Diversas montadoras deixaram a Rússia, tanto no campo comercial quanto no industrial, desde a invasão da Ucrânia. A Stellantis esteve entre elas: em abril de 2022, o grupo paralisou a produção no país, decisão que foi “seguido” por muitos outros fabricantes ao longo daquele ano.
Ainda assim, segundo a Reuters, isso não impediu que a montagem do Citroën C5 Aircross voltasse a acontecer em território russo - sem que a Citroën ou a própria Stellantis tivessem conhecimento - graças a acordos entre operadores russos e chineses.
Fábrica de Kaluga
Em dezembro do ano passado, a empresa russa Automotive Technologies trouxe para o país cerca de 42 kits automotivos (conjunto de componentes) destinados à montagem do modelo na fábrica de Kaluga. O complexo segue pertencendo à Stellantis (70%) e à Mitsubishi (30%), mas não fabricava veículos desde abril de 2022.
Informações obtidas pela Reuters a partir de registros alfandegários indicam que esses kits foram produzidos pelo grupo chinês Dongfeng Motor - que mantém uma joint venture com a Stellantis na China.
Dois funcionários de concessionárias russas diferentes também confirmaram anonimamente à Reuters que o modelo está sendo montado na planta russa. Além disso, em dezembro de 2023, os “responsáveis da fábrica de Kaluga realizaram um lançamento oficial para a produção de crossovers“.
Importações Paralelas
Apesar de muitas marcas terem “abandonado” o mercado russo, a Reuters afirma que peças e até carros seguem entrando no país por meio de um mecanismo de “importações paralelas” criado por Moscou. Na prática, isso autoriza importadores a trazerem produtos do exterior sem a permissão do construtor.
Em dezembro, a Automotive Technologies informou que planejava um “lote piloto” de 48 carros importados, antes do início da produção em massa em 2024, mas não citou modelos nem fornecedores.
O diretor de desenvolvimento estratégico da Automotive Technologies, Pavel Bezruchenko, disse ao jornal russo Vedomosti que a empresa estava trazendo veículos da China usando importações paralelas.
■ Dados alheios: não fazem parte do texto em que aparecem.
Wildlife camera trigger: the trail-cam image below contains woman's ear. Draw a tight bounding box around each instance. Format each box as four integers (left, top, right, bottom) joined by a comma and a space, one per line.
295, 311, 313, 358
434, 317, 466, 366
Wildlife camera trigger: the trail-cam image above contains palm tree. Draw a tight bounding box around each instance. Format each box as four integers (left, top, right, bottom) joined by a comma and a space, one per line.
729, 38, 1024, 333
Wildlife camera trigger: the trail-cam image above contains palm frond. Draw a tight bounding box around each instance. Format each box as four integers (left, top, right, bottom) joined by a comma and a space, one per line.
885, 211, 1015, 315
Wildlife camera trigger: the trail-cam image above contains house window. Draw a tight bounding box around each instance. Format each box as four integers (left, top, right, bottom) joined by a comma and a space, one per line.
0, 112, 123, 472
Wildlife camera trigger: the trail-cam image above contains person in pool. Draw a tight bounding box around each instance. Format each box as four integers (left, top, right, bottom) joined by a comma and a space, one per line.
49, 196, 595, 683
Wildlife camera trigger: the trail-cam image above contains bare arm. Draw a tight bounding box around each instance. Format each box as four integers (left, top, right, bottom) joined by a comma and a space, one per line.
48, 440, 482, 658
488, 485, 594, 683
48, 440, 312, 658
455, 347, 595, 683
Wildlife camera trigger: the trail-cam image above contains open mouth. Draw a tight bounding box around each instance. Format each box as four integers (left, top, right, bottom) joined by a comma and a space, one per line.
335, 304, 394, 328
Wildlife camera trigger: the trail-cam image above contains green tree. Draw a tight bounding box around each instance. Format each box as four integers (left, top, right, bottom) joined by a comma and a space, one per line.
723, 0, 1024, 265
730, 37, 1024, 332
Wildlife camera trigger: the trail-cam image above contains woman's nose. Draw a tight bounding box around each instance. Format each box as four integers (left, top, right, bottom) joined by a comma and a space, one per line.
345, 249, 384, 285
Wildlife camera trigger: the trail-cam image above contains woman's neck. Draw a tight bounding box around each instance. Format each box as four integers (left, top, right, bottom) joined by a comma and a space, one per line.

Até o momento, Bezruchenko não respondeu aos pedidos de comentário enviados pela Reuters.
Não está claro se esses C5 Aircross “russos” vão manter ou não a marca Citroën. Além disso, esses modelos devem ter como destino apenas o mercado interno, sem indicação de exportação. Na Europa, o Citroën C5 Aircross é fabricado na França, na planta de Rennes.
Rússia assume controle e Stellantis perde ativos
Por enquanto, não é possível confirmar se esses kits incluem peças atingidas por sanções europeias e ocidentais - que não se aplicam a Pequim. Para a Reuters, o caso evidencia a “falta de controlo que as empresas ocidentais têm sobre as suas marcas, depois de terem suspendido as operações na Rússia”.
Recentemente, a Stellantis declarou à Reuters que “perdeu o controlo dos seus ativos na Rússia”, o que resultou em uma perda de 144 milhões de euros.
Antes da invasão da Ucrânia, a Stellantis produzia na fábrica de Kaluga modelos da Peugeot, Citroën e Opel, com capacidade anual de 125 mil veículos.
O episódio também reforça a dependência crescente da indústria automotiva russa em relação à China, que vem preenchendo o espaço deixado por empresas europeias, japonesas, sul-coreanas e norte-americanas.